I have accepted the possibility that I may never return. I have lost much of my love and all of my respect for America. I have found my lost spiritual breath here in the lungs of India.
Tomorrow I am leaving Calcutta for Benares, the sacred city for Hindus along the Ganges River. There I may find a teacher and the kind of meditation that may help me to dissolve my attachments to America and my friends. I must find respite from this unrelenting cycle
I constantly experience-this feverish cycle of departing dreams and returning ghosts.
Always thinking of you,
Reuben.

Leah always appreciated Reuben's literary style, but she had hoped for something personal, more intimate in the letter. She had taken her own journey through volatile days of rampant changes in America, but her letters had been far simpler than his, modest in language and style, spare in detail.
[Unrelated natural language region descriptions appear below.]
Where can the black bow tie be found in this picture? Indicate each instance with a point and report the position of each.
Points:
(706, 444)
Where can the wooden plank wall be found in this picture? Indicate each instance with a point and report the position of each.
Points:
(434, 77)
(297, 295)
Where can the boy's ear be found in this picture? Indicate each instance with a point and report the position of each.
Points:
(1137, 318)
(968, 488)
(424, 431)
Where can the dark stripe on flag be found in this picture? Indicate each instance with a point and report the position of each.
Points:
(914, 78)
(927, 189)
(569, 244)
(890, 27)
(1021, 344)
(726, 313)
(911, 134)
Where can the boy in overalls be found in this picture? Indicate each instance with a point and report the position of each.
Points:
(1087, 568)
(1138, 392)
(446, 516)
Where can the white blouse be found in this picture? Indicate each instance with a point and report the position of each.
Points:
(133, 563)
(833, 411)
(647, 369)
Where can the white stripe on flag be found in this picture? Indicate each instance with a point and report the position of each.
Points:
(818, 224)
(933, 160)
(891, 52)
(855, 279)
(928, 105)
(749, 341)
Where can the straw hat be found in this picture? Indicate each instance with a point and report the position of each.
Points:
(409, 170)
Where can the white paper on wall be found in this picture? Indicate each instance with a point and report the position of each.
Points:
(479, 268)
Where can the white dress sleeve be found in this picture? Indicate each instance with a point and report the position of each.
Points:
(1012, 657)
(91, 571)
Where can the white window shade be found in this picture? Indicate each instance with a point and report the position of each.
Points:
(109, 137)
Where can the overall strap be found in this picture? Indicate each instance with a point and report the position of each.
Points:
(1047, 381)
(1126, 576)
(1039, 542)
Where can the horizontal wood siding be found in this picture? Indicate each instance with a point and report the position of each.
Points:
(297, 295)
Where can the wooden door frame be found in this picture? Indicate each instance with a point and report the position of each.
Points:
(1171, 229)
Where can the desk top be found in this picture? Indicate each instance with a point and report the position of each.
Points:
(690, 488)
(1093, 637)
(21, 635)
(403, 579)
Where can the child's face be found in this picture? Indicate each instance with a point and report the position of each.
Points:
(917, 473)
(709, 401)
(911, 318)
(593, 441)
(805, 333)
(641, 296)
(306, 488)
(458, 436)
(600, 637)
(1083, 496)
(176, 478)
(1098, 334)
But now that Reuben had been gone almost two years, Leah no longer wanted to hide her feelings.

June 28, 1967
Berkeley, Calif.
Dear Reuben,
Last night I dreamed that we were together and we were demonstrating and singing "We Shall Overcome" in front of an enormous glacier called Mount Injustice. So much time has come and gone. Everyone misses you, but no one believes you'll come back. Jeb, Lou and Leon want you to know that they felt you there in spirit through the days of the Free Speech Movement. We brought the corporate-invested university to its knees. It was a victory, but the aftermath was ugly. The Black Panthers clashing with the Hell's Angels, the Angels and the police clashing with anti-Vietnam war demonstrators. You wouldn't recognize Telegraph Avenue these days. It's like a war zone. Police are everywhere, speed freaks, bikers, hustlers and hookers, bloody battles with rocks and tear gas. I'm frightened sometimes and disgusted all the time. Sometimes I get angry that you are so far away, perhaps lost in some Indian mantra listening to Ravi Shankar or one hand clapping. It's been too long, Reuben.
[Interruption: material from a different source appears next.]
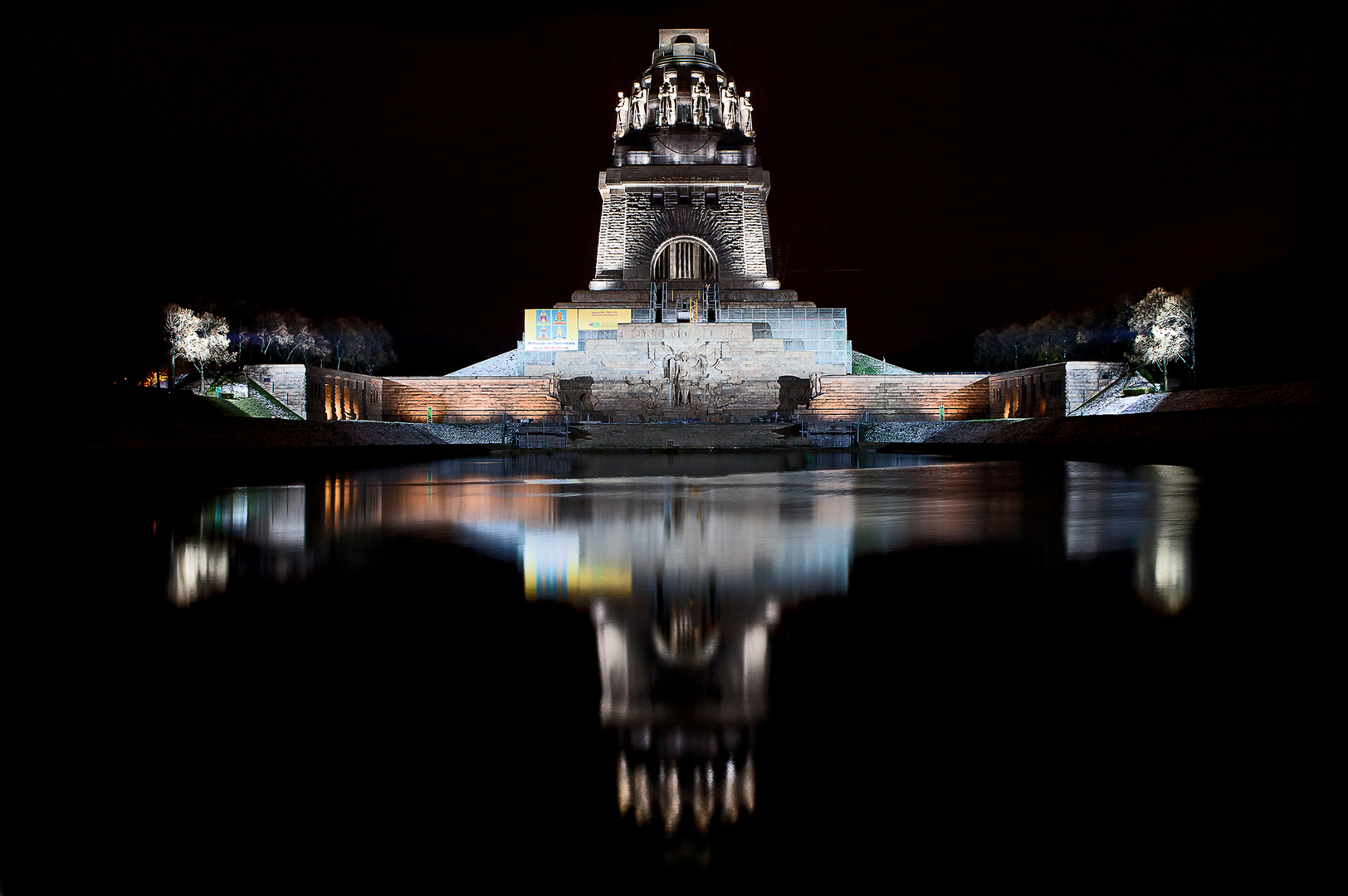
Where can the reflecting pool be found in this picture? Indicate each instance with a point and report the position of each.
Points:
(673, 667)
Sometimes I go to the ocean and gaze far along the rock coast hoping to see a note in a bottle announcing your return. The news would spread like fever among our old friends. Eyes would open awaiting that moment. Hippies in the Haight Ashbury would dance to the joyful announcement. By the way, you should see this wild, free and uninhibited thing that's happening here. I'll say this; it's more fun than demonstrating. It's a celebration of change, not the political kind. It's the ceremony of dropping out of our parents' world. Speaking of parents, my dad wants to know if you ride elephants or know the secret behind the Indian rope trick. Ha, ha.
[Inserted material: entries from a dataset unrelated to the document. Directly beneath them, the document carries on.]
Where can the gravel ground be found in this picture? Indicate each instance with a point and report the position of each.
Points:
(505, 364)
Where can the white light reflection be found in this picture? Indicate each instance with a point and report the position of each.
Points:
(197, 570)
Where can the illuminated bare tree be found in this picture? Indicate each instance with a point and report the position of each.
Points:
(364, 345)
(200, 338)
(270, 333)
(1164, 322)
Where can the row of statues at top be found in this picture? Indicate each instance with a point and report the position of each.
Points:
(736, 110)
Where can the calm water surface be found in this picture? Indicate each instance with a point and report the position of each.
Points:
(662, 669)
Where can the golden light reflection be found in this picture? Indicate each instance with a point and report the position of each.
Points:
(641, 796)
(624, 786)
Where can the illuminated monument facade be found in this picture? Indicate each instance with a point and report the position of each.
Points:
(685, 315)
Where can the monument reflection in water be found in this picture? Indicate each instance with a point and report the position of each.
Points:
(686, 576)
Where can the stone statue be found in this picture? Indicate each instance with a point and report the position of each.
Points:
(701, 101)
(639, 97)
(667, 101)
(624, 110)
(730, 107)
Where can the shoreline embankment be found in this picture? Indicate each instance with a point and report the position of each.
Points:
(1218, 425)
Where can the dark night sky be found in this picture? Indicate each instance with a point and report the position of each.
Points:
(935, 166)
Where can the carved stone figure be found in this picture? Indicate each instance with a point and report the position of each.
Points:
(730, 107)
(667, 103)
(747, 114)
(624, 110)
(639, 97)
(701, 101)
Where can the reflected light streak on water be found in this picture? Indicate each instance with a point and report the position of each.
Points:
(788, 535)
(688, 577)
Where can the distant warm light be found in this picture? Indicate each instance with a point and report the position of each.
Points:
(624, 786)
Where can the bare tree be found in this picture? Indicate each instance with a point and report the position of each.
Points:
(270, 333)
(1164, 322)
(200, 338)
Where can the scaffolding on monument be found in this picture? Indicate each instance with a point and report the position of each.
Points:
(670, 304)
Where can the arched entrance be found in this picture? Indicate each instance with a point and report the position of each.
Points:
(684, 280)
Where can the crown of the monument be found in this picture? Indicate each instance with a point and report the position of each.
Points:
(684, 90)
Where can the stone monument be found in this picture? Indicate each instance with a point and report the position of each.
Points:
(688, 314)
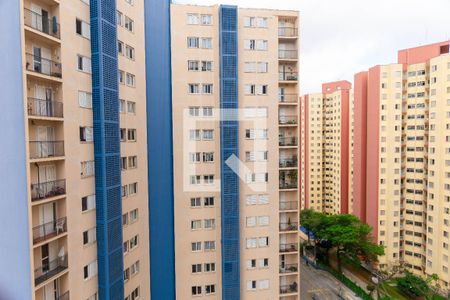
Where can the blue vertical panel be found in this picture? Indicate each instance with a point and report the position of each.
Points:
(15, 284)
(160, 152)
(229, 130)
(105, 103)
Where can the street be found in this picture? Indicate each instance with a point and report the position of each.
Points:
(321, 284)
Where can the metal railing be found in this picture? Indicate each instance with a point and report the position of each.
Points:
(46, 149)
(44, 108)
(288, 288)
(47, 25)
(287, 141)
(290, 247)
(48, 230)
(50, 269)
(48, 189)
(288, 98)
(286, 120)
(287, 76)
(287, 31)
(42, 65)
(289, 205)
(288, 268)
(291, 226)
(287, 54)
(288, 163)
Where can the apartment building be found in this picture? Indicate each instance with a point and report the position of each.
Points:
(81, 148)
(235, 147)
(401, 187)
(326, 141)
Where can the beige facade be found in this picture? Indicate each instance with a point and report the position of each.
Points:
(59, 132)
(268, 132)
Seriously, I don't know what circumstance will bring you back here. I am waiting at the ocean's edge while for miles out there lies no sign of your return in the wind.
Hoping someday our paths will cross again,
Leah

Their paths, however, never did cross again. In fact, they diverged more and more as time went on. Reuben studied yoga and metaphysics at Benares University and in time became a respected member and lecturer at an ashram in Rishikesh. Leah tried to join the Peace Corps hoping to be assigned to India. Documentation of her participation in leftist politics in the early sixties was cause for her "deselection". She went back to L.A. and married an older blind man who ran a chain of adult film houses. The war finally ended, not with a bang, but gradually with America's protracted whimper. Yes, the war ended, but the chasm it caused was bottomless.